Each extra metre increases a diver’s impact speed and forces on the body
© Dean Treml/Red Bull Content Pool
Like King Kahekili trophy winner turned Sports Director Orlando Duque, Mouti is a former World Series competitor who now brings his expertise to managing the competitions and overseeing the athletes in the world’s oldest extreme sport. The two veteran divers are part of a large team of experts who spend weeks and months planning every spec, detail and element of the world-class events across the globe. It’s a well-oiled operation of epic proportions, where every crew member plays a key role in keeping the World Series running smoothly and safely.
“Red Bull Cliff Diving events are managed through rigorous athlete selection, controlled environments, strict safety standards, emergency protocols and continuous medical preparation. New dives must be proven safe in training before they’re performed in competition, and medical monitoring ensures all athletes are in peak condition when they step up,” he clarifies. This system not only safeguards the divers, but also keeps pushing the sport forward at the very highest level.
07
Second nature
For those just starting out, or looking to level up to the dizzying heights of cliff diving, Gary Hunt shares some final words of wisdom:
“There’s no way to avoid making mistakes in diving, it’s going to happen if you're pushing the bar,” he states. “Finding your own way to prepare physically and mentally is all part of the cliff diving journey. However, choosing the time and place to perform your new and potentially dangerous dives is a factor that you can easily control.”
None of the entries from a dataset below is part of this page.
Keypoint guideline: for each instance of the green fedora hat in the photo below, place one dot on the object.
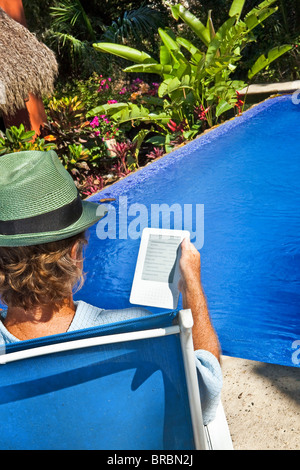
(39, 202)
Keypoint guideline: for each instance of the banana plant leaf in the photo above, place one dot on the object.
(125, 52)
(178, 11)
(149, 68)
(222, 107)
(236, 8)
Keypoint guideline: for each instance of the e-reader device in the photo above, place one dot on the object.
(156, 277)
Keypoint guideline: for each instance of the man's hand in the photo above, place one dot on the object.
(190, 266)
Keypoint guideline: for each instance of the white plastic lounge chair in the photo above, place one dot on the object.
(128, 385)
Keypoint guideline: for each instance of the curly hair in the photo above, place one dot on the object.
(40, 274)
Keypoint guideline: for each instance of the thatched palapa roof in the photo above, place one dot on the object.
(26, 65)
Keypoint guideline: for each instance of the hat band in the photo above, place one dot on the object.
(57, 219)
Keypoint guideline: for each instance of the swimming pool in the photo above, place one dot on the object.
(246, 172)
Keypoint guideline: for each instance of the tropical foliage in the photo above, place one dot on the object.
(183, 73)
(197, 85)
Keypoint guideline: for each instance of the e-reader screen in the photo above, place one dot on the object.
(157, 273)
(160, 259)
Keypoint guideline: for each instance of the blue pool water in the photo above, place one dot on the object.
(246, 172)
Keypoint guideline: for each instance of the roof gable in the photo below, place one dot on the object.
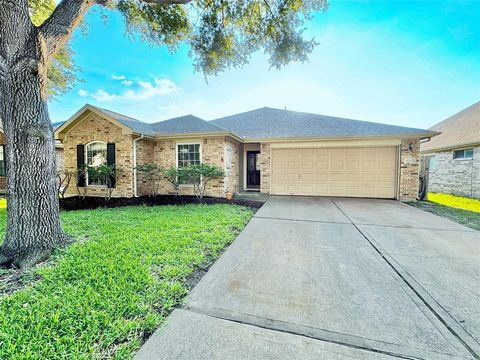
(188, 124)
(460, 129)
(81, 114)
(269, 123)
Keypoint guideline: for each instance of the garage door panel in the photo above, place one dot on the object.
(357, 172)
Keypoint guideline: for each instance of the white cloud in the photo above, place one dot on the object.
(103, 96)
(83, 93)
(160, 87)
(145, 90)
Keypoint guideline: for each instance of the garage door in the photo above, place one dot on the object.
(355, 172)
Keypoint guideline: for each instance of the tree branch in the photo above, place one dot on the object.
(167, 2)
(58, 28)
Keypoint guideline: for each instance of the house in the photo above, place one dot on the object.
(453, 158)
(3, 168)
(268, 150)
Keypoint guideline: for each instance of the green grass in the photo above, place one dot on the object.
(455, 201)
(464, 217)
(100, 297)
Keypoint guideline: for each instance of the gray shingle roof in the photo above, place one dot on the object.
(458, 130)
(137, 126)
(184, 125)
(188, 124)
(276, 123)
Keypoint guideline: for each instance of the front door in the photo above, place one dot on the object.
(253, 170)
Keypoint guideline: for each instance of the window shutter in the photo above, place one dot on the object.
(111, 161)
(4, 170)
(80, 165)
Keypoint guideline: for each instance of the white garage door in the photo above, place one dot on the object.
(353, 172)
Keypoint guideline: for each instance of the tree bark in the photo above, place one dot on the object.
(33, 223)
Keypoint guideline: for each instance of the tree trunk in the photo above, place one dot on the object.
(33, 223)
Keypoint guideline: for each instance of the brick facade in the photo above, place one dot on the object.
(218, 151)
(145, 155)
(265, 166)
(95, 128)
(232, 166)
(409, 169)
(459, 177)
(3, 179)
(223, 152)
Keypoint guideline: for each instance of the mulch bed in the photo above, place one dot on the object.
(76, 203)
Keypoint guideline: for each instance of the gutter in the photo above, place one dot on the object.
(135, 192)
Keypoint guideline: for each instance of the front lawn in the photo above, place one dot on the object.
(103, 295)
(457, 202)
(462, 210)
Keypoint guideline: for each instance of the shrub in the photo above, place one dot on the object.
(174, 177)
(105, 175)
(200, 175)
(153, 173)
(64, 177)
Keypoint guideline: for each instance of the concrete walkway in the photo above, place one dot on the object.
(320, 278)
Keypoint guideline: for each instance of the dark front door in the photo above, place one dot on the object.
(253, 170)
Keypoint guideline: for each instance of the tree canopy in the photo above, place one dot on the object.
(62, 72)
(220, 33)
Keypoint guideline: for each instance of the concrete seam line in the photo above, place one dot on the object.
(299, 220)
(299, 333)
(417, 293)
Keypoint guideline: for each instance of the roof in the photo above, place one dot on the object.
(264, 123)
(185, 124)
(268, 123)
(458, 130)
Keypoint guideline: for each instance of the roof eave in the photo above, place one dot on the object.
(450, 147)
(422, 135)
(87, 107)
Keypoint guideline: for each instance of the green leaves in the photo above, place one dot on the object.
(62, 72)
(225, 33)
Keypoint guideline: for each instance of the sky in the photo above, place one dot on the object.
(408, 63)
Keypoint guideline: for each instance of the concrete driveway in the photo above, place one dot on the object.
(313, 278)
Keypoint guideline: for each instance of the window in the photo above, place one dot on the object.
(96, 156)
(2, 161)
(187, 154)
(432, 163)
(463, 154)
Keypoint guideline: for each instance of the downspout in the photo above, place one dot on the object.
(135, 193)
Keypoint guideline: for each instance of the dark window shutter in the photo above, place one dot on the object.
(111, 161)
(3, 169)
(81, 165)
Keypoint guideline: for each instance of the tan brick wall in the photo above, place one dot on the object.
(409, 169)
(3, 179)
(145, 155)
(95, 128)
(232, 166)
(60, 159)
(459, 177)
(265, 167)
(212, 152)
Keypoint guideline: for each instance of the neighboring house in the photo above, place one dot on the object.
(3, 168)
(453, 158)
(268, 150)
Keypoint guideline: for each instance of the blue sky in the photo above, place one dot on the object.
(410, 63)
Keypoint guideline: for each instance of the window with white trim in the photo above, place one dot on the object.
(96, 155)
(463, 154)
(187, 154)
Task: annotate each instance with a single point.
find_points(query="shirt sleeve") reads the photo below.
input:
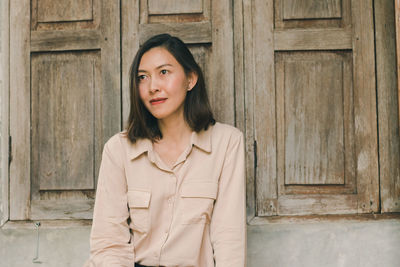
(228, 223)
(110, 243)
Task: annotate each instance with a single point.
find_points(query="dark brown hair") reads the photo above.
(197, 111)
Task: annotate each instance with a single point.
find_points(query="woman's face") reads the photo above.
(163, 84)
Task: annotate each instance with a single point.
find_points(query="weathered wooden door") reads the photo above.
(67, 97)
(310, 98)
(64, 103)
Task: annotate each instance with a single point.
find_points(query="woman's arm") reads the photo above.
(110, 237)
(228, 223)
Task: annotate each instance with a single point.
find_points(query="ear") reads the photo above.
(192, 79)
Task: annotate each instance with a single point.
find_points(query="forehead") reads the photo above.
(156, 57)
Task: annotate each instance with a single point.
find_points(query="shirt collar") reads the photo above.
(201, 140)
(139, 147)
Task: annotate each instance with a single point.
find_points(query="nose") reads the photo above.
(154, 86)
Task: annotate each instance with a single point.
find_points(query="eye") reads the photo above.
(141, 77)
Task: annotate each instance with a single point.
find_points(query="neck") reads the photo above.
(174, 130)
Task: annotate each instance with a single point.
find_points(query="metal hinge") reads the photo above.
(9, 150)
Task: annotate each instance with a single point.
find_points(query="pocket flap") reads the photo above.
(138, 199)
(200, 189)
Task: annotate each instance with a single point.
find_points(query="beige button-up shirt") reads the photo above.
(192, 214)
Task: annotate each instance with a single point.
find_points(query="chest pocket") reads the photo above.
(138, 202)
(197, 199)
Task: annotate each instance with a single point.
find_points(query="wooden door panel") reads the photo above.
(312, 14)
(61, 10)
(74, 70)
(311, 9)
(313, 117)
(314, 137)
(161, 7)
(63, 112)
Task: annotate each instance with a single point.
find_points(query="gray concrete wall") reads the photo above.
(311, 244)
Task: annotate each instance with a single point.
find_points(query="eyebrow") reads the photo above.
(159, 67)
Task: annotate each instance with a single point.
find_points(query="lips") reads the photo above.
(157, 101)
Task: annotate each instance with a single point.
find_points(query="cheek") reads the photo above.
(142, 92)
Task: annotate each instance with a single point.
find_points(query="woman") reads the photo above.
(171, 189)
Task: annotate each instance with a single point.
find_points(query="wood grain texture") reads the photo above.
(64, 10)
(264, 107)
(311, 9)
(70, 21)
(129, 46)
(108, 119)
(312, 14)
(204, 15)
(366, 148)
(221, 70)
(314, 119)
(388, 104)
(65, 40)
(317, 204)
(328, 75)
(248, 58)
(63, 89)
(316, 39)
(195, 32)
(61, 209)
(397, 26)
(158, 7)
(20, 109)
(4, 109)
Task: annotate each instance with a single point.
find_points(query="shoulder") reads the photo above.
(117, 145)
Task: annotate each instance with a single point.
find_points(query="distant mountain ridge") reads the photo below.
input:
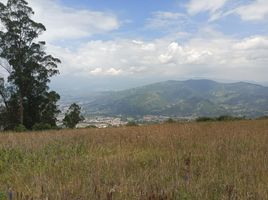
(184, 99)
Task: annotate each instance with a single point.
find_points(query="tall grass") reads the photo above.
(210, 160)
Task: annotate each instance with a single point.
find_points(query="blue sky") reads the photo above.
(116, 44)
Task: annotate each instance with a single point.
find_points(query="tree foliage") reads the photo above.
(26, 98)
(73, 116)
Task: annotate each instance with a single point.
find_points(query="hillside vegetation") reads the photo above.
(184, 99)
(210, 160)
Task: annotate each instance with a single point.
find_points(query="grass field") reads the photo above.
(210, 160)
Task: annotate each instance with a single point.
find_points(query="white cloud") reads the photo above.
(257, 10)
(197, 6)
(64, 23)
(97, 71)
(168, 21)
(253, 43)
(215, 56)
(113, 71)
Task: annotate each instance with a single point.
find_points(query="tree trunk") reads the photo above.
(21, 109)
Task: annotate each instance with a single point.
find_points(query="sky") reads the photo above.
(118, 44)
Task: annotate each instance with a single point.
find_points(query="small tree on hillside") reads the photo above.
(27, 100)
(73, 116)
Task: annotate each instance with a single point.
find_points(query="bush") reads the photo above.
(132, 123)
(170, 120)
(41, 127)
(20, 128)
(205, 119)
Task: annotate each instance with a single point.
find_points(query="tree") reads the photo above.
(28, 65)
(73, 116)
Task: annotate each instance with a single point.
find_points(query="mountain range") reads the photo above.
(191, 98)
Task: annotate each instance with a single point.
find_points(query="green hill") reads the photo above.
(184, 99)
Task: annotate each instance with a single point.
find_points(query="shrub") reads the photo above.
(170, 120)
(41, 126)
(132, 123)
(205, 119)
(20, 128)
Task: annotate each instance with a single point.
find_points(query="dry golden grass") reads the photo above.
(226, 160)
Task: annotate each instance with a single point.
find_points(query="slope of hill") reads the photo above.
(184, 99)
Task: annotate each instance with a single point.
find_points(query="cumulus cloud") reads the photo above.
(214, 56)
(169, 22)
(256, 10)
(197, 6)
(64, 23)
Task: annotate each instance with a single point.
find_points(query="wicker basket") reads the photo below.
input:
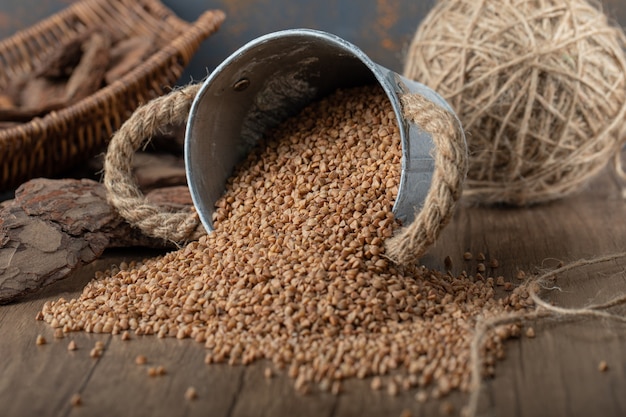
(54, 143)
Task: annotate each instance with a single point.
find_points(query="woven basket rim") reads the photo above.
(108, 103)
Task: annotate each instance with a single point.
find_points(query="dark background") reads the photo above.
(381, 28)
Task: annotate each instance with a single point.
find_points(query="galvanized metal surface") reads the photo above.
(273, 77)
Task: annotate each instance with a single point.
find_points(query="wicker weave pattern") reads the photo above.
(49, 145)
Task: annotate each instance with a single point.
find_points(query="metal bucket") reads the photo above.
(272, 78)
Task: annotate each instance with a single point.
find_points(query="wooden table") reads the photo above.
(554, 374)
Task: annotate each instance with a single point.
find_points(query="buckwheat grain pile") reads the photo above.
(295, 270)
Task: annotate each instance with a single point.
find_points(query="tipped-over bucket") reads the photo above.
(272, 78)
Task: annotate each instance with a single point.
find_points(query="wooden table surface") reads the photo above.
(554, 374)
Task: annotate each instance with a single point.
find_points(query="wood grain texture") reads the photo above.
(554, 374)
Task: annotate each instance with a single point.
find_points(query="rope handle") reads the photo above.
(451, 165)
(122, 190)
(409, 243)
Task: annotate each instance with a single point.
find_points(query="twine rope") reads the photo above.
(540, 87)
(543, 310)
(412, 241)
(405, 247)
(122, 190)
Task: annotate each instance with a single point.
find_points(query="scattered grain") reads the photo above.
(191, 394)
(336, 388)
(406, 413)
(446, 408)
(421, 396)
(155, 371)
(392, 388)
(295, 271)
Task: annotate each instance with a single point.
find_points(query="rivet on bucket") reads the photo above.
(262, 84)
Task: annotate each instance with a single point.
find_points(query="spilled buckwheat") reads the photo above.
(295, 271)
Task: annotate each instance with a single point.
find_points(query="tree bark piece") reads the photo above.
(54, 226)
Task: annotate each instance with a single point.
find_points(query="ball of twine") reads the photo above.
(540, 87)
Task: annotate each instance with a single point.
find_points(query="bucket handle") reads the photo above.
(122, 190)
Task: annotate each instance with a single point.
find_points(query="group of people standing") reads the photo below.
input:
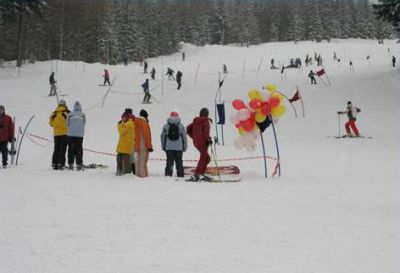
(135, 143)
(68, 131)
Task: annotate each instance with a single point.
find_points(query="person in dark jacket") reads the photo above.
(106, 77)
(351, 112)
(6, 134)
(199, 131)
(146, 91)
(179, 79)
(53, 87)
(58, 120)
(312, 75)
(76, 121)
(174, 143)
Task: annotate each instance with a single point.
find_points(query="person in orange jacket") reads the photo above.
(143, 143)
(126, 131)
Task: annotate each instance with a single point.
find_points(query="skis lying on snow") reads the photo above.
(216, 179)
(345, 136)
(222, 170)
… choosing the time and place to perform your new and potentially dangerous dives is a factor that you can easily control
Hunt explains that in recent years the slowly increasing number of specialist, purpose-built 27m platforms around the world, in places like Area 47, Fort Lauderdale and Zhaoqing, have provided much safer arenas to train for the demands of cliff diving. “They're the perfect places to learn new dives before heading into the wild if that’s what you want to do,” Hunt adds, especially considering the rising tide of newcomers to the world of cliff diving.
Success: relentless prep, respect for the elements, reading the conditions
© Romina Amato/Red Bull Content Pool
“But to have experienced people in the water is essential,” he comments. “Being extra careful in places where there's a current. Ensuring that the take-off spot is secure… going through the list of dangers is making my palms sweaty so I’m going to leave it at that,” he muses.
Even in a sport where the most experienced, confident and successful athletes are constantly breaking barriers, the basic approach never really changes. Whether chasing a trophy or exploring a new diving spot, relentless prep, respect for the elements, reading the conditions, and a game plan that keeps the diver in control.
“Once all of these factors become second nature, you can start to put the risks and dangers to the back of your mind and just go for it,” Hunt concludes.